| HN Mirror

This is a great question. In the sense that ROCm is pure userspace it's never necessary - make the syscalls yourself and the driver in the Linux kernel will do the same things ROCm would have done.

In practice if you go down that road on discrete GPU systems, allocating "fine grain" memory so you can talk to the GPU is probably the most tedious part of the setup. I gave up around there. An APU should be indifferent to that though.

There will be some setup to associate your CPU process with the GPU. Permissions style, since Linux doesn't let processes stomp on each other. That might be rather minimal and should be spelled out in roct.

Launching a kernel involves finding the part of the address space the GPU is watching, writing 64 bytes to it and then "ringing a doorbell" which is probably writing to a different magic address. There's a lot of cruft in the API from earlier generations where these things involved a lot of work.

Game plan for finding out goes something like:

  1. Compile some GPU code and put it in the host processs
  2. Make the calls into hsa.h to run that kernel
  3. Delete everything unused from hsa to get an equivalent that only uses roct
  4. Delete everything unused from roct to get the raw syscalls

Roct is a small C library that implements the userspace side of the kernel driver.
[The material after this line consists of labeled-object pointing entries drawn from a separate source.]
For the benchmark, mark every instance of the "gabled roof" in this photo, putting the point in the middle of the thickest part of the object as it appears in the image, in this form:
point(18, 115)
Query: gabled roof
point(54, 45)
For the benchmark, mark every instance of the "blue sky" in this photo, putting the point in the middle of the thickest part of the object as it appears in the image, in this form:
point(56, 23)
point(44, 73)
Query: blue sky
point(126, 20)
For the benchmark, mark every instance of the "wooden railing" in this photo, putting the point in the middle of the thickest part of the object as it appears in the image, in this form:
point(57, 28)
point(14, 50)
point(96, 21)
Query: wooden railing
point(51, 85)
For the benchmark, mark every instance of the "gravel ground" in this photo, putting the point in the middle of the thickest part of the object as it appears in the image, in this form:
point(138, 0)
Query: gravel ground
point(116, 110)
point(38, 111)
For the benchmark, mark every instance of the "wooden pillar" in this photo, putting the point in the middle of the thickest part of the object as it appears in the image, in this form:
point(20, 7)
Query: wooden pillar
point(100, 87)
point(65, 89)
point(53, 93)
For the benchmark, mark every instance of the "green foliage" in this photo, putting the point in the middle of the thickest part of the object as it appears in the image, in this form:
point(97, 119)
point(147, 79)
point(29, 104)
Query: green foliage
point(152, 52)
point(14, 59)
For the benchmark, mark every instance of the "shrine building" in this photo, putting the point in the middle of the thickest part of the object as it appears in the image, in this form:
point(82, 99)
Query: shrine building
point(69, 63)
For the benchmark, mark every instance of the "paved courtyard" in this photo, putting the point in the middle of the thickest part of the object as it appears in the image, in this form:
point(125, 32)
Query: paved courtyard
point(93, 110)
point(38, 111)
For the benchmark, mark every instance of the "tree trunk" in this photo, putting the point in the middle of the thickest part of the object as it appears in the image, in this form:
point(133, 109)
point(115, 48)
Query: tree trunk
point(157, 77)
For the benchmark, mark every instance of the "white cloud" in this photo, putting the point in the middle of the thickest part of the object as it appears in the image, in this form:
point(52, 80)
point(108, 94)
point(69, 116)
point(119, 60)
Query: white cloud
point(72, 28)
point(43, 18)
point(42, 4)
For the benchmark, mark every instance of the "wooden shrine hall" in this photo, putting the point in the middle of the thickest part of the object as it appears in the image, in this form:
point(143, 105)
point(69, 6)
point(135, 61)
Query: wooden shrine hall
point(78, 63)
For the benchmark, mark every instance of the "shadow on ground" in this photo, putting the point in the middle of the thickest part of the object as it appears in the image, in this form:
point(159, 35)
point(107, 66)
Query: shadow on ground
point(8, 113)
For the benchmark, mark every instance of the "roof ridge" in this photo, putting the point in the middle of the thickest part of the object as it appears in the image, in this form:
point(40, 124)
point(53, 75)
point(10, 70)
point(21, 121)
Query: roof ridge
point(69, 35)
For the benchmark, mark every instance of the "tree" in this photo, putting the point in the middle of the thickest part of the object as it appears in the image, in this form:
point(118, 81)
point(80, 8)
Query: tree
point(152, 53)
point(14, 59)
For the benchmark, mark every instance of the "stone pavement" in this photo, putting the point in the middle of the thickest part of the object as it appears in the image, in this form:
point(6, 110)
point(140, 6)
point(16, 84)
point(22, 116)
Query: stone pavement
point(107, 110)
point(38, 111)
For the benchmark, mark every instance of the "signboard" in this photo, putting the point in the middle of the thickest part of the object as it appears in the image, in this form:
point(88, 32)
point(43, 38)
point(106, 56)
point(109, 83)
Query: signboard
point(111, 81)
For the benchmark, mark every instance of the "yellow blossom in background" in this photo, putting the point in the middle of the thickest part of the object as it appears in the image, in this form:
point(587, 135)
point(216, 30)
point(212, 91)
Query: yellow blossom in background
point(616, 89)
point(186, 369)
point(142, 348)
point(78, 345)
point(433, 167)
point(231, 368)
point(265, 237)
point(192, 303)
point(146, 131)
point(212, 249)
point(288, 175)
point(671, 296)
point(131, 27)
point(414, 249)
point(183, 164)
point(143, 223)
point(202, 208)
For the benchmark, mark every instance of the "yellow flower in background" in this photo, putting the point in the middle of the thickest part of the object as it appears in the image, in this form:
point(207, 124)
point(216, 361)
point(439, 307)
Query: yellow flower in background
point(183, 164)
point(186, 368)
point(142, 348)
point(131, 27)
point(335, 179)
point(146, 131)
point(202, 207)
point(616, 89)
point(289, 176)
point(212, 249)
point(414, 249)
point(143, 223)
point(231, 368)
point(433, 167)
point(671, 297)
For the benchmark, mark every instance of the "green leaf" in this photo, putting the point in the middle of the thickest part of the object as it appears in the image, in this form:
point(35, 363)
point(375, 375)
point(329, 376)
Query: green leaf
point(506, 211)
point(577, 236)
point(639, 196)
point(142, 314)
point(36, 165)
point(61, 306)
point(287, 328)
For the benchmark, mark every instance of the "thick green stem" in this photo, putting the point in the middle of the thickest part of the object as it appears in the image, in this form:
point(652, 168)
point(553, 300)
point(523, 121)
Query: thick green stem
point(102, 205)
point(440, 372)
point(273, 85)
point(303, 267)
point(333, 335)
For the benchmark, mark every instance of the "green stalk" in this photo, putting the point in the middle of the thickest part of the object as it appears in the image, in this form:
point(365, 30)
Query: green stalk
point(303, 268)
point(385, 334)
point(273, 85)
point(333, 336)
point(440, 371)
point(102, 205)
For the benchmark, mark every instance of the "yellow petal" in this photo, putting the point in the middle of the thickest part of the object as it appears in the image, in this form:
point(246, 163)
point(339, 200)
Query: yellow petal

I'd be inclined to link it into your application instead of drop it entirely, but ymmv. Rocr / HSA is a larger C++ library that has a lot more moving parts and is more tempting to drop from the dependency graph.

Going beyond that, you could build a simplified version of the kernel driver that drops all the other hardware. Might make things better, might not. And beyond that there's the firmware on the GPU which might be getting more accessible soon, but iiuc is written in assembly so might not be that much fun to hack on. And beyond that you're on the silicon, where changing it is making a different chip really.